Sounds like the situation I was just in. I had mine fixed last Tuesday and even the mechanic thought it was the struts.. Mine is a '98 Altima with 62K miles and actually the swaybar just needed to be greased.. so maybe you should go bring it to a shop first.. otherwise I had called a number of shops and the struts and labor ranged from $340-$700 for the replacement of the rear pair of struts.


----------



## MilkSeR (Dec 6, 2004)

actually i have the same prob with my car
where is the sway bar located, its dif than the strut bar, rite?


----------



## MilkSeR (Dec 6, 2004)

i just bought KYB Gr-2 struts for my altima, theyre great.
i got them instaled for 500(friends of mine hooked me up). 
another guy wanted 650.


----------



## Spddracer (Jan 31, 2003)

Hmm Ill do all 4 for $200 labor.... Probably sway bar bushing squeeking thou.


----------



## soimcrazy (Feb 9, 2005)

My wifes 99 Altima GXE is making that squeeking noise in the rear, especially when you go over a speed bump. Its like rubber squeeking .

Then the front started making a noise when you turn the wheel sharp, not really a grinding noise, but ...kinda hard to explain. 
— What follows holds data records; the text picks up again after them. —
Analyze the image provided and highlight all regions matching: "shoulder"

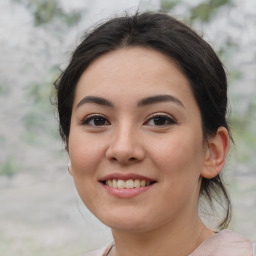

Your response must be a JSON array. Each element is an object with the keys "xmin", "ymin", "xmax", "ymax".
[
  {"xmin": 83, "ymin": 243, "xmax": 114, "ymax": 256},
  {"xmin": 190, "ymin": 229, "xmax": 253, "ymax": 256}
]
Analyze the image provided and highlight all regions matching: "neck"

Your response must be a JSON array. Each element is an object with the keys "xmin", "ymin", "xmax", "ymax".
[{"xmin": 111, "ymin": 217, "xmax": 213, "ymax": 256}]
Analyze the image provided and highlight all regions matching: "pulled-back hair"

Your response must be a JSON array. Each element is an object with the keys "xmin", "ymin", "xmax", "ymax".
[{"xmin": 55, "ymin": 12, "xmax": 231, "ymax": 229}]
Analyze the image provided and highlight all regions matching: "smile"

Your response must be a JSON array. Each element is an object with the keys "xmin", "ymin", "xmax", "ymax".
[{"xmin": 103, "ymin": 179, "xmax": 154, "ymax": 189}]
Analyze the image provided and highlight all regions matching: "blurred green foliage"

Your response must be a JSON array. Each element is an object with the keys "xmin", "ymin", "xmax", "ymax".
[
  {"xmin": 0, "ymin": 156, "xmax": 19, "ymax": 177},
  {"xmin": 14, "ymin": 0, "xmax": 81, "ymax": 26}
]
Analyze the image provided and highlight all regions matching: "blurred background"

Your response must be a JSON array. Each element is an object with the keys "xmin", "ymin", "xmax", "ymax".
[{"xmin": 0, "ymin": 0, "xmax": 256, "ymax": 256}]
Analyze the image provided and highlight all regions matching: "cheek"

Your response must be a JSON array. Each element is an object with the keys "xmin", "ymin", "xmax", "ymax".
[{"xmin": 69, "ymin": 133, "xmax": 104, "ymax": 178}]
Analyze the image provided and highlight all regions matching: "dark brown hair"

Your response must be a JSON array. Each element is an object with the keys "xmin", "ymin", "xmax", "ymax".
[{"xmin": 55, "ymin": 12, "xmax": 231, "ymax": 229}]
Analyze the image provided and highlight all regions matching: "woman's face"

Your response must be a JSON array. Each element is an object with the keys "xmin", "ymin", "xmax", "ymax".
[{"xmin": 68, "ymin": 47, "xmax": 210, "ymax": 231}]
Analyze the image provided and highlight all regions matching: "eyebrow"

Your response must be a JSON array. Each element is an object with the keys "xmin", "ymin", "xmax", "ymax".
[
  {"xmin": 76, "ymin": 94, "xmax": 184, "ymax": 108},
  {"xmin": 138, "ymin": 94, "xmax": 184, "ymax": 107},
  {"xmin": 76, "ymin": 96, "xmax": 114, "ymax": 108}
]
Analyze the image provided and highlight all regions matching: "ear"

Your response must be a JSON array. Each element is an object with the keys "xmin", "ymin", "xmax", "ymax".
[
  {"xmin": 68, "ymin": 160, "xmax": 73, "ymax": 176},
  {"xmin": 201, "ymin": 127, "xmax": 229, "ymax": 179}
]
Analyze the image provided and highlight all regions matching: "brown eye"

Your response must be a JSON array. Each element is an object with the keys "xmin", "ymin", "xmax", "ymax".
[
  {"xmin": 147, "ymin": 115, "xmax": 176, "ymax": 126},
  {"xmin": 83, "ymin": 115, "xmax": 110, "ymax": 126}
]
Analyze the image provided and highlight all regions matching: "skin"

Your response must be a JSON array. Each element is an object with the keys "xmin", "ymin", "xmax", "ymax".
[{"xmin": 68, "ymin": 47, "xmax": 228, "ymax": 256}]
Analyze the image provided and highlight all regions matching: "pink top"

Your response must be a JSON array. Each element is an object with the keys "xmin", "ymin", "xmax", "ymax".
[{"xmin": 84, "ymin": 229, "xmax": 256, "ymax": 256}]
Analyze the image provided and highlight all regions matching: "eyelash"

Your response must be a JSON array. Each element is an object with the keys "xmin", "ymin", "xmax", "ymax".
[
  {"xmin": 81, "ymin": 113, "xmax": 177, "ymax": 127},
  {"xmin": 81, "ymin": 114, "xmax": 110, "ymax": 127},
  {"xmin": 144, "ymin": 113, "xmax": 177, "ymax": 126}
]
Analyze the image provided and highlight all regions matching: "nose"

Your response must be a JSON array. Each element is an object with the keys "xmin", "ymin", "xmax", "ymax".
[{"xmin": 106, "ymin": 125, "xmax": 145, "ymax": 165}]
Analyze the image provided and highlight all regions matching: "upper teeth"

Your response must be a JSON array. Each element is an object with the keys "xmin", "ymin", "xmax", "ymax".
[{"xmin": 106, "ymin": 179, "xmax": 150, "ymax": 188}]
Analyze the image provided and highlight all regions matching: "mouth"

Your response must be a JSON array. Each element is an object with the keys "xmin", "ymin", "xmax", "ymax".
[{"xmin": 100, "ymin": 179, "xmax": 156, "ymax": 189}]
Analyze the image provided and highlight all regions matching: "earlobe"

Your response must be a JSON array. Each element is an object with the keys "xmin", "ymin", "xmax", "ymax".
[{"xmin": 201, "ymin": 127, "xmax": 229, "ymax": 179}]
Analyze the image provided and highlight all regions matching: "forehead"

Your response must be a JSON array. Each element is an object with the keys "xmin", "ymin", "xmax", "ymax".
[{"xmin": 75, "ymin": 47, "xmax": 194, "ymax": 108}]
I thought about putting on new struts,it has about 80k miles. Dealer wants over $1000 for all new struts :bs: 

Did you ever fix your problem? How do you grease the swaybar? is that in the front or rear?


----------



## Teh00Alty (Jan 21, 2005)

even with the new struts, i still get squeeking coming when i go over a bump, so like the ohter guy said, probably the rear bar thing.


----------